Namun hari ini, banyak warisan itu menjadi asing di tanahnya sendiri. Kitab-kitab klasik terabaikan, nama-nama ulama agung sekadar disebut tanpa dipahami, dan ajaran-ajaran luhur merosot menjadi slogan yang kehilangan daya ubah. Padahal dari sinilah ruh Islam pernah tumbuh: dari dialog yang hidup antara ulama dan masyarakat, dari harmoni antara syariat dan budaya, serta dari semangat ilmu dan dakwah yang menyatu dalam denyut kehidupan.
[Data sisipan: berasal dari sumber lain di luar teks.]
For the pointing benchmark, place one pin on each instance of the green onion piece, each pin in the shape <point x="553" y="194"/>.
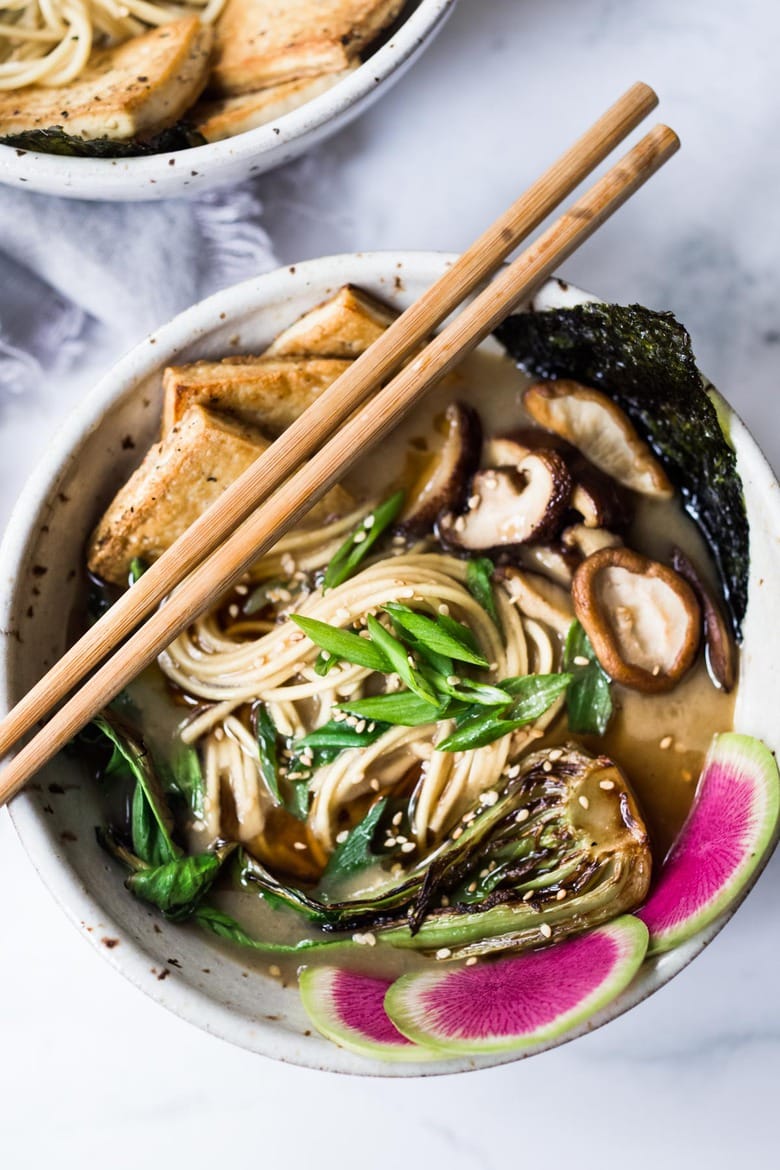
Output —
<point x="443" y="639"/>
<point x="398" y="656"/>
<point x="532" y="700"/>
<point x="267" y="735"/>
<point x="343" y="645"/>
<point x="137" y="570"/>
<point x="399" y="709"/>
<point x="359" y="542"/>
<point x="588" y="701"/>
<point x="354" y="853"/>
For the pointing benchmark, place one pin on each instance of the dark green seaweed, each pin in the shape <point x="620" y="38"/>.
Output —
<point x="56" y="140"/>
<point x="644" y="362"/>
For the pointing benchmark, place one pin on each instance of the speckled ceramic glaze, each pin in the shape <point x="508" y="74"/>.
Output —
<point x="237" y="158"/>
<point x="42" y="575"/>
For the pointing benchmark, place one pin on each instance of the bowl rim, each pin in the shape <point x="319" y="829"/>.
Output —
<point x="75" y="177"/>
<point x="30" y="825"/>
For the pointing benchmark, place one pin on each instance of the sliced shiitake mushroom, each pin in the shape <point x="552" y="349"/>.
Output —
<point x="718" y="640"/>
<point x="641" y="617"/>
<point x="595" y="497"/>
<point x="443" y="480"/>
<point x="600" y="431"/>
<point x="537" y="597"/>
<point x="584" y="541"/>
<point x="508" y="507"/>
<point x="553" y="561"/>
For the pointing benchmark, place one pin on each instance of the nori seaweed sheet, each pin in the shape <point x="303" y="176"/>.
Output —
<point x="643" y="360"/>
<point x="56" y="140"/>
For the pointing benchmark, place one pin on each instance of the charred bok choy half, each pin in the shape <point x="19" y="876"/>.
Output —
<point x="557" y="848"/>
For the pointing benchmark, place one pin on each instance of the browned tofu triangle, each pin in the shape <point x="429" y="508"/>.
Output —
<point x="263" y="42"/>
<point x="179" y="479"/>
<point x="232" y="116"/>
<point x="130" y="90"/>
<point x="268" y="394"/>
<point x="340" y="328"/>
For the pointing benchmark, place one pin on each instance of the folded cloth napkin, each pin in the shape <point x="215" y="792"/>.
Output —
<point x="74" y="273"/>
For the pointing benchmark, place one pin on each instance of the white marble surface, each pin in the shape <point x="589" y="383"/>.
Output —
<point x="94" y="1074"/>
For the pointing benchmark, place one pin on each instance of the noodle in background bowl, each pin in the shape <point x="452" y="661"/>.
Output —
<point x="42" y="558"/>
<point x="243" y="156"/>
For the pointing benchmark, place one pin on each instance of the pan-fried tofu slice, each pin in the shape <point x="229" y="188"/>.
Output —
<point x="234" y="115"/>
<point x="269" y="394"/>
<point x="264" y="42"/>
<point x="131" y="90"/>
<point x="340" y="328"/>
<point x="179" y="479"/>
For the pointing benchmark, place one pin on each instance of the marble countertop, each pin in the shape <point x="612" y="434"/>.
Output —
<point x="92" y="1073"/>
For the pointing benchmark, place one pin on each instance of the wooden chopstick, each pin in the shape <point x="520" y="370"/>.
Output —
<point x="331" y="408"/>
<point x="259" y="532"/>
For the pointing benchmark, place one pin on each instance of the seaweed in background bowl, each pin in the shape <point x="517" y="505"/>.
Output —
<point x="55" y="140"/>
<point x="644" y="362"/>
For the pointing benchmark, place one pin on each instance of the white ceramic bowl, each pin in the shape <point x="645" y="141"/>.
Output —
<point x="42" y="575"/>
<point x="246" y="155"/>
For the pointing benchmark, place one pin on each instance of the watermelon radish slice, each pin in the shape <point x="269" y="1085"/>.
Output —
<point x="519" y="1002"/>
<point x="347" y="1007"/>
<point x="727" y="832"/>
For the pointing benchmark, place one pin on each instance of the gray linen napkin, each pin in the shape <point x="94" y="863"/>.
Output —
<point x="74" y="273"/>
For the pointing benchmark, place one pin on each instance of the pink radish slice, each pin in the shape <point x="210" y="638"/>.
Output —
<point x="519" y="1002"/>
<point x="349" y="1009"/>
<point x="727" y="833"/>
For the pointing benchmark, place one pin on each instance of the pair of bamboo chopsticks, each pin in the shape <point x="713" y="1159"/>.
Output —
<point x="316" y="451"/>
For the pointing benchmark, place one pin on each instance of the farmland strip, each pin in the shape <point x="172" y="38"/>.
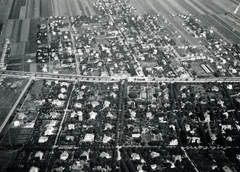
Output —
<point x="92" y="11"/>
<point x="15" y="30"/>
<point x="224" y="30"/>
<point x="68" y="8"/>
<point x="179" y="28"/>
<point x="31" y="15"/>
<point x="225" y="24"/>
<point x="139" y="7"/>
<point x="167" y="7"/>
<point x="5" y="12"/>
<point x="22" y="12"/>
<point x="88" y="12"/>
<point x="193" y="6"/>
<point x="78" y="11"/>
<point x="19" y="29"/>
<point x="81" y="7"/>
<point x="178" y="6"/>
<point x="153" y="7"/>
<point x="146" y="7"/>
<point x="73" y="8"/>
<point x="60" y="9"/>
<point x="49" y="11"/>
<point x="213" y="7"/>
<point x="9" y="29"/>
<point x="37" y="9"/>
<point x="156" y="4"/>
<point x="25" y="30"/>
<point x="202" y="6"/>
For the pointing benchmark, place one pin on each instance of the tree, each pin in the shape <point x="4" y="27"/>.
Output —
<point x="133" y="95"/>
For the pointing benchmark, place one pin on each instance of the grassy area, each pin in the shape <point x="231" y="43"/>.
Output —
<point x="15" y="9"/>
<point x="9" y="93"/>
<point x="6" y="158"/>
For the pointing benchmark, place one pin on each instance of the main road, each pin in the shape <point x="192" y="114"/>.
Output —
<point x="72" y="77"/>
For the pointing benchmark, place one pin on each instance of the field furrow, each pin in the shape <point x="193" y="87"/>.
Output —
<point x="177" y="6"/>
<point x="167" y="7"/>
<point x="81" y="7"/>
<point x="73" y="8"/>
<point x="139" y="8"/>
<point x="77" y="7"/>
<point x="213" y="7"/>
<point x="190" y="6"/>
<point x="25" y="30"/>
<point x="69" y="12"/>
<point x="37" y="9"/>
<point x="202" y="6"/>
<point x="9" y="28"/>
<point x="22" y="13"/>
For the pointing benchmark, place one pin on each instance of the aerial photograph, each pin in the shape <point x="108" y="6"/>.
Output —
<point x="119" y="85"/>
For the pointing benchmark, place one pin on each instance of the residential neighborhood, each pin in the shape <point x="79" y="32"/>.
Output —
<point x="119" y="85"/>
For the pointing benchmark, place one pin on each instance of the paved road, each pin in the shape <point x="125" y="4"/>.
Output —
<point x="15" y="105"/>
<point x="38" y="75"/>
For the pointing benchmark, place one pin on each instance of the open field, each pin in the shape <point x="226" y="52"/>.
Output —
<point x="15" y="9"/>
<point x="5" y="8"/>
<point x="9" y="91"/>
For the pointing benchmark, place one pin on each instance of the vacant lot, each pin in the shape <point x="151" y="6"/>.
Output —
<point x="10" y="89"/>
<point x="15" y="9"/>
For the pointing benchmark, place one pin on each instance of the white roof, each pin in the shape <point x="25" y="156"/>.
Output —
<point x="34" y="169"/>
<point x="106" y="138"/>
<point x="42" y="139"/>
<point x="89" y="137"/>
<point x="93" y="115"/>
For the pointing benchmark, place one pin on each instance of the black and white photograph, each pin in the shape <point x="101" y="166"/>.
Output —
<point x="119" y="85"/>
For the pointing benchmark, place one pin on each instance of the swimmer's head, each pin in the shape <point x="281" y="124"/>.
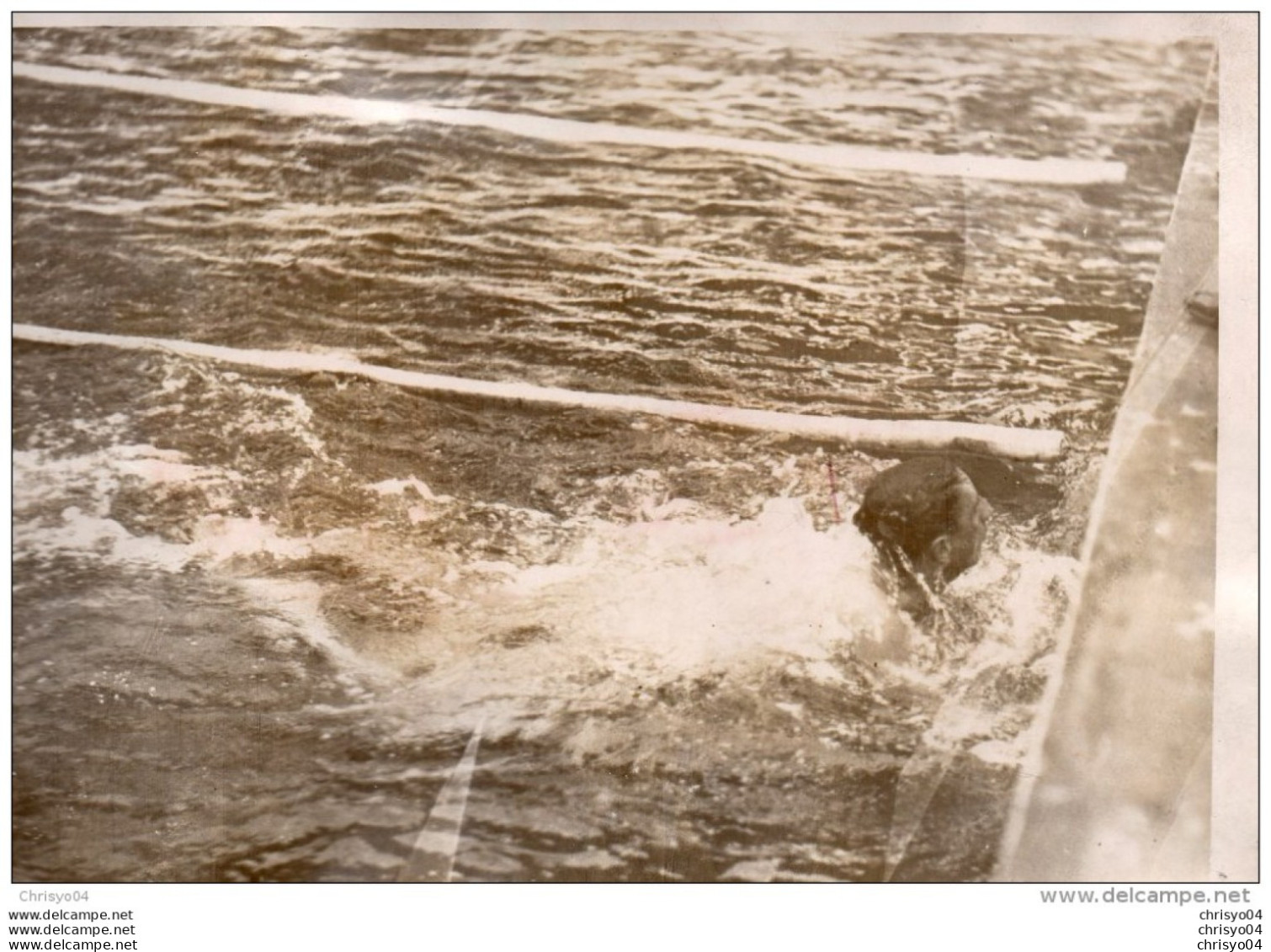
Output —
<point x="929" y="510"/>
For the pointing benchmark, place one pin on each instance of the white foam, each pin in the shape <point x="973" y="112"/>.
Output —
<point x="383" y="112"/>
Kami percaya bahwa pemikiran bukanlah urusan segelintir akademisi, melainkan wujud cinta pada umat dan kemanusiaan. Karena itu, setiap tulisan di Mizantara tidak hanya dimaksudkan untuk dibaca, tetapi untuk menggerakkan. Agar pembaca tidak berhenti pada pemahaman, tetapi terdorong untuk peduli dan bertindak.
Menjaga warisan berarti menggali akar, merawat nilai, dan membangkitkan semangat ijtihad. Merajut peradaban berarti menghadirkan Islam sebagai rahmat bagi kehidupan nyata, baik melalui ruang dialog yang sehat, sistem ekonomi yang adil, lingkungan yang lestari, dan relasi sosial yang berkeadilan.
Umat Islam Indonesia memiliki bekal sekaligus tanggung jawab. Kita memiliki khazanah yang kaya, tetapi juga amanah yang besar. Mizantara, dengan segala keterbatasannya, berikhtiar menjadi jembatan antara masa lalu yang agung dan masa depan yang bermakna.